Thursday, June 5, 2014

Slenderman, Creepypasta, and Our Stories of Horror

When I was a boy, I loved horror stories.  They were fascinating and terrifying, and I'd lose myself in the reading of them.  Stories of primal ooze and ancient evil, of death and terror in the darkness, of blood and fang and strangled cries?

Oh yeah.  Those books came home by the dozen from my local library, and cost me countless hours of sleep.

There were the hours spent reading furtively at the foot of my bed, as my eyes picked out the tales of terror from the darkness.  Then there were the hours trying to go to sleep, as every creak and susurration of the world around me was interpreted as imminent doom.

Was it the slime that rose from the deep that gurgled under the floorboards?  Was it the horror of something that should have long ago been claimed by death that creaked beneath my bed?  Whichever way, I'd lie there, very awake, very aware of my eight-year-old mortal frailty.

My sons take after their dad, and so they'd read scary stories.  In this new era of instant media, they'd increasingly watch them and read them online.  Which is why the ghost-tales of horror from the site Creepypasta were well known to me, and why the character of Slenderman--a terrible figure who stalks and kills in the woods--was familiar.

These stories were little more than the same tales I'd hear as a boy, ones that took the form of quasi-reality.  "It's been said that..."  "Rumors have it that this might have happened..."  "...And there, stuck in the door of the car, was the hook."

It was nothing more than ghost stories, mixed in with the classical framework for the telling of such tales.  People play along, pretending it's more and more real.  As the story gets passed along, it gets embellished with more personal flourishes, until the boundaries between the real and the story are blurry.  That's the way of good storytelling--around a fire, as the listeners stare wide-eyed into the darkness--has always worked.

Which made this last week's peculiar story from Wisconsin so hard.  Two girls, obsessed with the ghost stories on Creepypasta and Slenderman, stabbing another girl 19 times in the woods.  It was brutal, savage, heartlessly monstrous.  And yet seeing the pictures of the arrest, it's clear: these are girls, not women, not even close.

Here are kids, at that peculiar, awkward, difficult transition between childhood and adulthood.  They've lost themselves in a dark story, abandoning credulity in a strange fever-dream of early adolescence.

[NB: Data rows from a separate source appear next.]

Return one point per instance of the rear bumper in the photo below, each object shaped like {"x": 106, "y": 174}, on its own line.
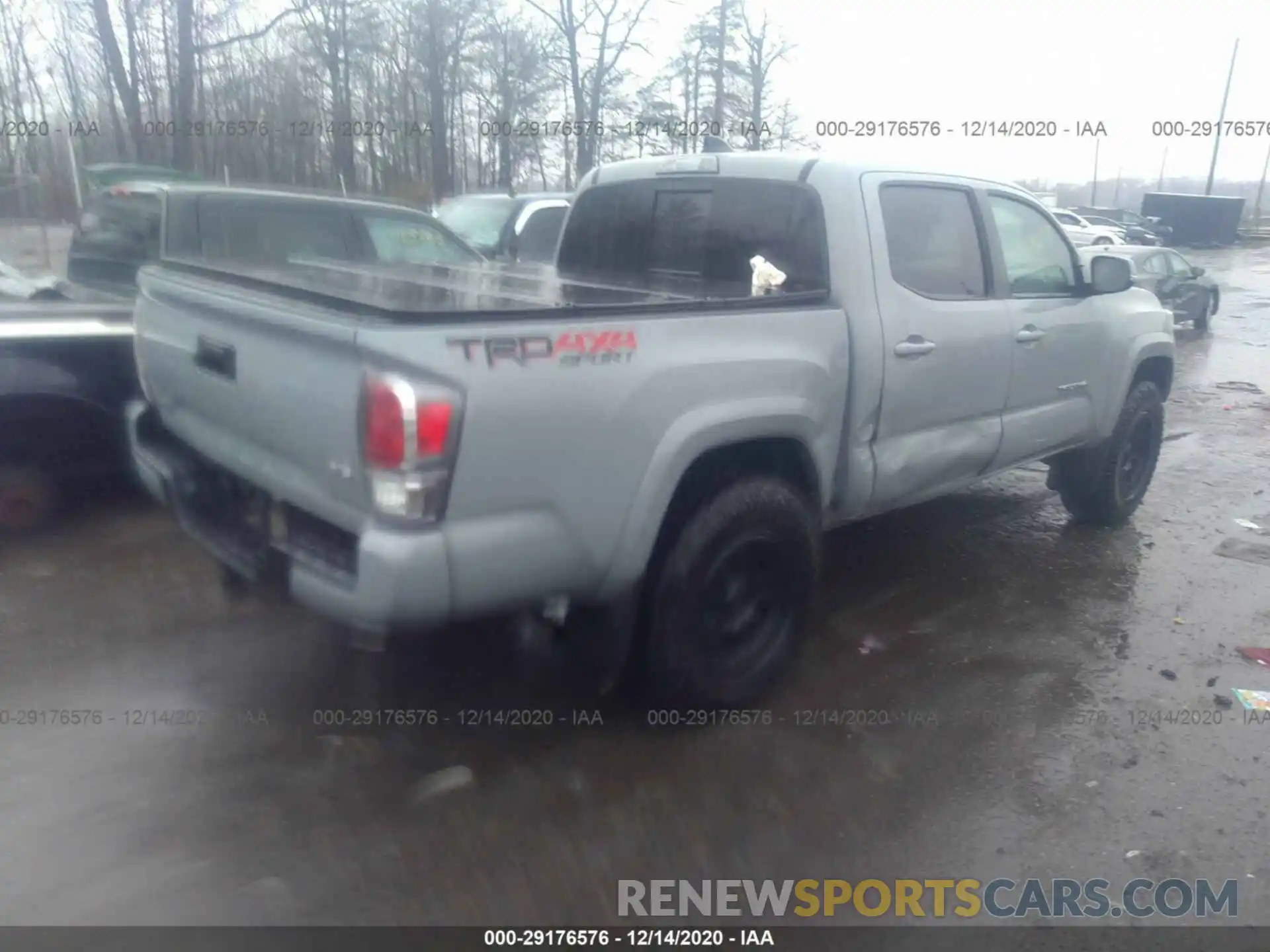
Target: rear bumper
{"x": 398, "y": 579}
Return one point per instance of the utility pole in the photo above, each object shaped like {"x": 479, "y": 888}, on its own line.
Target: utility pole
{"x": 1261, "y": 186}
{"x": 1094, "y": 190}
{"x": 1221, "y": 121}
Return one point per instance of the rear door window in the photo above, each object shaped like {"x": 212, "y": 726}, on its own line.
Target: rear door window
{"x": 1038, "y": 259}
{"x": 708, "y": 230}
{"x": 933, "y": 241}
{"x": 271, "y": 233}
{"x": 541, "y": 234}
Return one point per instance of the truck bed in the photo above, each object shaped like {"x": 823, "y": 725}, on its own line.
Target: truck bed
{"x": 440, "y": 295}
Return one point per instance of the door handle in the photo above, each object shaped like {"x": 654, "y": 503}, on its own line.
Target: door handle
{"x": 916, "y": 346}
{"x": 215, "y": 357}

Somewhere, something broke in one or both of those girls, and they lost themselves in a story of horror.  It became something they believed they inhabited.

As creatures of narrative, who spin our lives out as a story, that's something that impacts us all.  There are stories we tell so that we can laugh, and so that we can pretend.  Stories help us more deeply understand truth, forcing us beyond a mechanical literalism, demanding that we think, imagine, and grow.   That was my Teacher's method, after all.

But there are also other stories that become so woven into us, repeated over and over again, that we become them.

Our narratives of anger, of hatred, of bitterness and resentment?  Those shape and form us.  Our endless commercialized tales of empty sex and retributive violence?  Those become us.  The stories that rise from our faith that do not build us up in grace, but turn our eyes away from the reality we are helping to shape?  They are equally dangerous.

Stories are not product.  They have power.

It's a difficult truth, and one our culture struggles to grasp.